A common feature observed for all the isolated nucleobases (see Fig. 6e–h) is that the atoms that hold the greater positive charge are the nitrogen atom of amino functional groups and the oxygen atom of carbonyl functional groups. Contrary, hydrogen atoms barely contribute to the storing of the positive charge. In the case of adenine, a large amount of positive charge is located in the nitrogen atom of the amino group, while the rest is delocalized among the aromatic rings, specifically, in alternated atoms, as expected from the unsaturated character of these structures. This fact can be also seen in the case of guanine, since its aromatic structure is similar to the one of adenine. However, guanine has two functional groups, amino and carbonyl, which compete for holding the positive charge on the nitrogen and oxygen atoms, respectively. The larger electronegative character of oxygen leads to a larger change in the charge on the carbonyl group than on the amino group after oxidation. In the case of pyrimidine nucleobases (cytosine and thymine), the oxygen atom in the carbonyl groups holds the greatest charge difference, closely followed by the carbon atom opposite to each carbonyl group, which surprisingly stores a large amount of positive charge in both cases.

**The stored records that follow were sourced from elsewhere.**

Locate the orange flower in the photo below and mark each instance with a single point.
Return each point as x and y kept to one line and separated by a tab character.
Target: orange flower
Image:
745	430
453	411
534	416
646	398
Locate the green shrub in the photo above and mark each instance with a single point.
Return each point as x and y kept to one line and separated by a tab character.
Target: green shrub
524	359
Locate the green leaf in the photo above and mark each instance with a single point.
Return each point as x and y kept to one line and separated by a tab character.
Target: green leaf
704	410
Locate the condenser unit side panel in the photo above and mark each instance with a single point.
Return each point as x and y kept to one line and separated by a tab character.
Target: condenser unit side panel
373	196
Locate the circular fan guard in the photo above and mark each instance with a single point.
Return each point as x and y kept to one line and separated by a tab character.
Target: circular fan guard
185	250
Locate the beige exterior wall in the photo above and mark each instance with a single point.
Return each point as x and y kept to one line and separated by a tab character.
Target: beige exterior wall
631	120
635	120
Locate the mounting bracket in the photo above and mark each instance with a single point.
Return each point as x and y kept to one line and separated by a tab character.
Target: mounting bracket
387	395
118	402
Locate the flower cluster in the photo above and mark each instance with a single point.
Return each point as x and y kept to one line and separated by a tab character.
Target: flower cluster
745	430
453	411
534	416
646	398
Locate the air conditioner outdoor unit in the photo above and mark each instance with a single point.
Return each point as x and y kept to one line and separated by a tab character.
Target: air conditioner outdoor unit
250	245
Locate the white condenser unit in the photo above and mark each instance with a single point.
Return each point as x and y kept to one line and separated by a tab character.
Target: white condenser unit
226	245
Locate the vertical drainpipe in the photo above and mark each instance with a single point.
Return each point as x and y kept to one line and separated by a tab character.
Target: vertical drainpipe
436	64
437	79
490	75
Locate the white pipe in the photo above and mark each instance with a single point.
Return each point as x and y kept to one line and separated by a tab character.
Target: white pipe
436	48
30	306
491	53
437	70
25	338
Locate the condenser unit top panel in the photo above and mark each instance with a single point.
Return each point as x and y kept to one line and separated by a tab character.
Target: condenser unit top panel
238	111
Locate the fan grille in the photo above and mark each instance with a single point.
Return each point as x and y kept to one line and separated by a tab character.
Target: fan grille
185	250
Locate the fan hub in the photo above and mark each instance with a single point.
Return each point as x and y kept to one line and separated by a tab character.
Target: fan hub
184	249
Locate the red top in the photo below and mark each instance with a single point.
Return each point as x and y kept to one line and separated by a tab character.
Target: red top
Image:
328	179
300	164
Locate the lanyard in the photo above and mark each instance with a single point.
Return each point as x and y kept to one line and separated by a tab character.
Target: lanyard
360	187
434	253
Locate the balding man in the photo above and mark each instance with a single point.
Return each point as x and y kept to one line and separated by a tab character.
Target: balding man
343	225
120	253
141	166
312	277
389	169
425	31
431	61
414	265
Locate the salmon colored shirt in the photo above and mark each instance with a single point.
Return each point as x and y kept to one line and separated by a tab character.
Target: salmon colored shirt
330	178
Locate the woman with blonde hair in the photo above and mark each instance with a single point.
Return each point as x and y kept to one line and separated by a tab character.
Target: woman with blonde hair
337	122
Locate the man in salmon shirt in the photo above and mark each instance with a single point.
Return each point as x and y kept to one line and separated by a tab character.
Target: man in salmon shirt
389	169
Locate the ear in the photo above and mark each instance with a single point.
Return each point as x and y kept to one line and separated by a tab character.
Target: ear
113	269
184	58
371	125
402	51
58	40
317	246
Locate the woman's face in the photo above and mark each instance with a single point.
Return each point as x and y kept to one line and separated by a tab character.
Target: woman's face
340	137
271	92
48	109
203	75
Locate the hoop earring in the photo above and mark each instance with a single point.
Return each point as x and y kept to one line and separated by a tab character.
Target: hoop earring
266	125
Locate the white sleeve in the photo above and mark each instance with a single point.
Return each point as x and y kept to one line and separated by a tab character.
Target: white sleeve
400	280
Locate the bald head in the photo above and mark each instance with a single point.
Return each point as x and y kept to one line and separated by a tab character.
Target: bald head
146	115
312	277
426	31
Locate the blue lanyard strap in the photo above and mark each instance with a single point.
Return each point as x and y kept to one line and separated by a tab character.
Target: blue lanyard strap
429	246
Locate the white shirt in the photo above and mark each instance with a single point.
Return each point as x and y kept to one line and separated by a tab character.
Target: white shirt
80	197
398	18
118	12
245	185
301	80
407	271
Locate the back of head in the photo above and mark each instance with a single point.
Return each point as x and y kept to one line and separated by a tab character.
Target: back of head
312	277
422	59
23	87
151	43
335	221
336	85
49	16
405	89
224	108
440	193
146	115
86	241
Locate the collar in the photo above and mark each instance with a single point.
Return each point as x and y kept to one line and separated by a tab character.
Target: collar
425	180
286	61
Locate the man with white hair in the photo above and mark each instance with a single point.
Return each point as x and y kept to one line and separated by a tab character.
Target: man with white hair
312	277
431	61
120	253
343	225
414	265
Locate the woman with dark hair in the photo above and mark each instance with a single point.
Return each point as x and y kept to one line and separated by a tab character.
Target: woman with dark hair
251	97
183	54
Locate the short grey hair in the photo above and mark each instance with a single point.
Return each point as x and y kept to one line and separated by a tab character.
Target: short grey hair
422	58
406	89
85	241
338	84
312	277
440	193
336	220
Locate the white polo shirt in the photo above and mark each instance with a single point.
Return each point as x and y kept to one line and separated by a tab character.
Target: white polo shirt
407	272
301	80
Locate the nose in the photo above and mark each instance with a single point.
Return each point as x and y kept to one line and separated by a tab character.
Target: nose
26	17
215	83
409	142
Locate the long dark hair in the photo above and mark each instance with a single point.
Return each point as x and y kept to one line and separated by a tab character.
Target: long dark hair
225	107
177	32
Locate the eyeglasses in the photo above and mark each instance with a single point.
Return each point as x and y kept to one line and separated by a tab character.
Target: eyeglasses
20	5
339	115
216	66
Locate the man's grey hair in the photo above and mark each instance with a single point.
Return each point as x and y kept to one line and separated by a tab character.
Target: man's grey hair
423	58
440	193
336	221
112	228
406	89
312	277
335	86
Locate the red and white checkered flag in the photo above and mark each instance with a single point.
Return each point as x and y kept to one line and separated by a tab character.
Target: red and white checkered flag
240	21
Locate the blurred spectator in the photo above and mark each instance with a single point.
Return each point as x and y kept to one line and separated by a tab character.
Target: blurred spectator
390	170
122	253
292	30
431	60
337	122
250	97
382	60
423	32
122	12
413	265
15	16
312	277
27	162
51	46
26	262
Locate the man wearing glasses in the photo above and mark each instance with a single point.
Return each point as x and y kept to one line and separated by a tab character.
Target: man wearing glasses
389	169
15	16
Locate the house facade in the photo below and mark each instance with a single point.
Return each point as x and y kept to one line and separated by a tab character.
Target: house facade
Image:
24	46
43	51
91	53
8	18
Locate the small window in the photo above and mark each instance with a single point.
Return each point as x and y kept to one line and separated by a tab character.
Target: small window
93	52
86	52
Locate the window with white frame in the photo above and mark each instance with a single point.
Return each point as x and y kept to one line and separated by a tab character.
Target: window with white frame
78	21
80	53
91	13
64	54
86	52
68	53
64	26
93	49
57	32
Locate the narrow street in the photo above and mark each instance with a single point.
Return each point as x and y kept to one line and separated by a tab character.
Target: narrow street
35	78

The amino group in cytosine is not relevant, opposite to the behaviour found for the purine nucleobases. All these observations are supported by the spatial location of the highest occupied molecular orbital, HOMO, of the nucleobases (see left column in Fig. 6). After oxidation, the positive charge is mainly stored among the atoms whose atomic orbitals contribute to the formation of the HOMO, from which the electron is removed.

As a rule of thumb, the larger the extension of the HOMO, the greater the reducer character. This can be characterized in a more quantitative way by computing the delocalization number, which provides the number of atoms involved in the formation of the hole: 8.89 for guanine, 8.53 for adenine, 7.54 for thymine and 6.09 for cytosine, which qualitatively agrees with the reducer character order of the nucleobases: G > A > C ∼ T. When the positive charge is accommodated among a larger number of atoms the system is stabilized in a greater extend. This explains the higher ability of guanine and adenine to be oxidized over cytosine and thymine. Moreover, as already explained, oxygen atoms in a carbonyl group are more likely to hold a greater positive charge. Thus, as a second rule, the larger the number of carbonyl groups, the greater the reducer character. This explains the predominance of guanine against adenine, and thymine against cytosine with respect to the reducer character.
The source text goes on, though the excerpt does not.